Question

The solution from the following with highest depression in freezing point/lowest freezing point is

• A. 180 g of benzoic acid dissolved in benzene
• B. 180 g of acetic acid dissolved in benzene
• C. 180 g of acetic acid dissolved in water
• D. 180 g of glucose dissolved in water

Answer 1

The Correct Option is C

To determine which solution has the highest depression in freezing point, we need to consider the colligative properties of solutions, specifically the freezing point depression.

Colligative Properties: Freezing point depression is given by the formula:

ΔT_f = i · K_f · m

where ΔT_f is the depression in freezing point, i is the van 't Hoff factor (number of particles the solute breaks into), K_f is the cryoscopic constant of the solvent, and m is the molality of the solution.

Analyzing Each Option:

• Option (3): 180 g of acetic acid in water. Acetic acid partially ionizes in water (i ≈ 1). The molality will be relatively high as the solvent is water.
• Option (2): 180 g of acetic acid in benzene. Acetic acid does not ionize in benzene (i = 1). Benzene has a lower K_f than water, leading to a lesser depression.
• Option (1): 180 g of benzoic acid in benzene. Similar to option (2), it does not ionize, and its effect will be limited by benzene’s lower K_f.
• Option (4): 180 g of glucose in water. Glucose does not ionize (i = 1), but its molar mass is higher, leading to a lower molality compared to acetic acid.

Conclusion: Given that acetic acid has a higher molar mass than glucose and ionizes in water, it will result in a greater freezing point depression.

Thus, the solution with the highest depression in freezing point is: 180 g of acetic acid dissolved in water.

Answer 2

To determine which solution has the highest depression in freezing point or lowest freezing point, we need to consider the concept of colligative properties, specifically the depression of freezing point.
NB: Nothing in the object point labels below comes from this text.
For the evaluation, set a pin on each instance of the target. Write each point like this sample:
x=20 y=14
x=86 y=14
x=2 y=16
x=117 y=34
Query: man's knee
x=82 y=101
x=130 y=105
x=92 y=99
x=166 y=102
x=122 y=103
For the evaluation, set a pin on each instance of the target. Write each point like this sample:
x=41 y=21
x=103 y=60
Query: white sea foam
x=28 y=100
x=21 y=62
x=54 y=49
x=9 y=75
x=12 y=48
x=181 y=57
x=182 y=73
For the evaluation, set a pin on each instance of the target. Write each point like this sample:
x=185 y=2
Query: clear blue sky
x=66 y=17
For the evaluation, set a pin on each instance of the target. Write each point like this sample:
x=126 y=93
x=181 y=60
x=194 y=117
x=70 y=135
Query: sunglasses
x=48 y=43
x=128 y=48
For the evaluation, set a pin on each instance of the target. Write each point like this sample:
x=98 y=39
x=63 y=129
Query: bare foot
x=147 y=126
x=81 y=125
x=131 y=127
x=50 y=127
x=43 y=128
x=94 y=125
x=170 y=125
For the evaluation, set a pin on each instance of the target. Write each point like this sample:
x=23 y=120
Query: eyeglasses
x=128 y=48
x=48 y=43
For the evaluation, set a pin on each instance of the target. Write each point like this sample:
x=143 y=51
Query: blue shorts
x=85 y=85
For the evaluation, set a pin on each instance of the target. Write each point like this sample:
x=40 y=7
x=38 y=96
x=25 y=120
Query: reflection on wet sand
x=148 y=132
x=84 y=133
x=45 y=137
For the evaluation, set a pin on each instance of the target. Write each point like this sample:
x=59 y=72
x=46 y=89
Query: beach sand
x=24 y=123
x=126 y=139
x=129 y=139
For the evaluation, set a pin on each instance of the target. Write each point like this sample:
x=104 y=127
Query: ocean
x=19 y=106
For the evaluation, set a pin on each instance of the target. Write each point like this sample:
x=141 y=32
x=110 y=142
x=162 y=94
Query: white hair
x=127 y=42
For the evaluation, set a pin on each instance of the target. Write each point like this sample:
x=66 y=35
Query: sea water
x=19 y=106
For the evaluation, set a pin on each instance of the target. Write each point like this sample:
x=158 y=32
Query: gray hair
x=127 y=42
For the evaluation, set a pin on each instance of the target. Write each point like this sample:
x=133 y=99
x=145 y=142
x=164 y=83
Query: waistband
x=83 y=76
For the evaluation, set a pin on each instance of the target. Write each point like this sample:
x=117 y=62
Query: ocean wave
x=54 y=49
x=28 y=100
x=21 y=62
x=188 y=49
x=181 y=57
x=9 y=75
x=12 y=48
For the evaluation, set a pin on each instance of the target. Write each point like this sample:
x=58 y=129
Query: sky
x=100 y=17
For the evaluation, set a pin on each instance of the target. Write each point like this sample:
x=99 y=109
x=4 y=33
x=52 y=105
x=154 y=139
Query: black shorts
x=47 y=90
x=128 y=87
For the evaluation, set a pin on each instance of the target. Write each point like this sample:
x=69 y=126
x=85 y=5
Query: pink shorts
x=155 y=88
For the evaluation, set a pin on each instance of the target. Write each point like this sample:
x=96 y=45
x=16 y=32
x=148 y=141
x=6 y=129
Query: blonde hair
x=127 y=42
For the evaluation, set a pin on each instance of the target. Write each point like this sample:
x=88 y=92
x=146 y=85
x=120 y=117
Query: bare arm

Depression in Freezing Point:

The depression in freezing point (\(ΔT_f\)) is given by the formula:

\(ΔT_f = i \cdot K_f \cdot m\)

• \(i\) is the van 't Hoff factor (number of particles the solute splits into)
• \(K_f\) is the freezing point depression constant of the solvent
• \(m\) is the molality of the solution

The greater the number of particles (\(i \cdot m\)), the greater the depression of freezing point, and consequently, the lower the freezing point of the solution.

Evaluation of Options:

1. 180 g of benzoic acid dissolved in benzene:
   • Benzoic acid in benzene forms a dimer, effectively lowering \(i\) to about 0.5.
2. 180 g of acetic acid dissolved in benzene:
   • Acetic acid similarly forms a dimer in benzene, which also results in a lower \(i\).
3. 180 g of acetic acid dissolved in water:
   • Acetic acid partially ionizes in water to form acetate ions and protons, increasing \(i\) since it dissociates into multiple particles.
4. 180 g of glucose dissolved in water:
   • Glucose, being a non-electrolyte, does not dissociate in water and \(i\) remains 1.

Considering the dissociation and ionization:

• Acetic acid in water increases the number of solute particles due to partial ionization.
• This results in a higher \(i \cdot m\) value compared to others, leading to the greatest depression of freezing point.

Conclusion: The solution with 180 g of acetic acid dissolved in water exhibits the highest depression in freezing point due to its ability to ionize, leading to the lowest freezing point.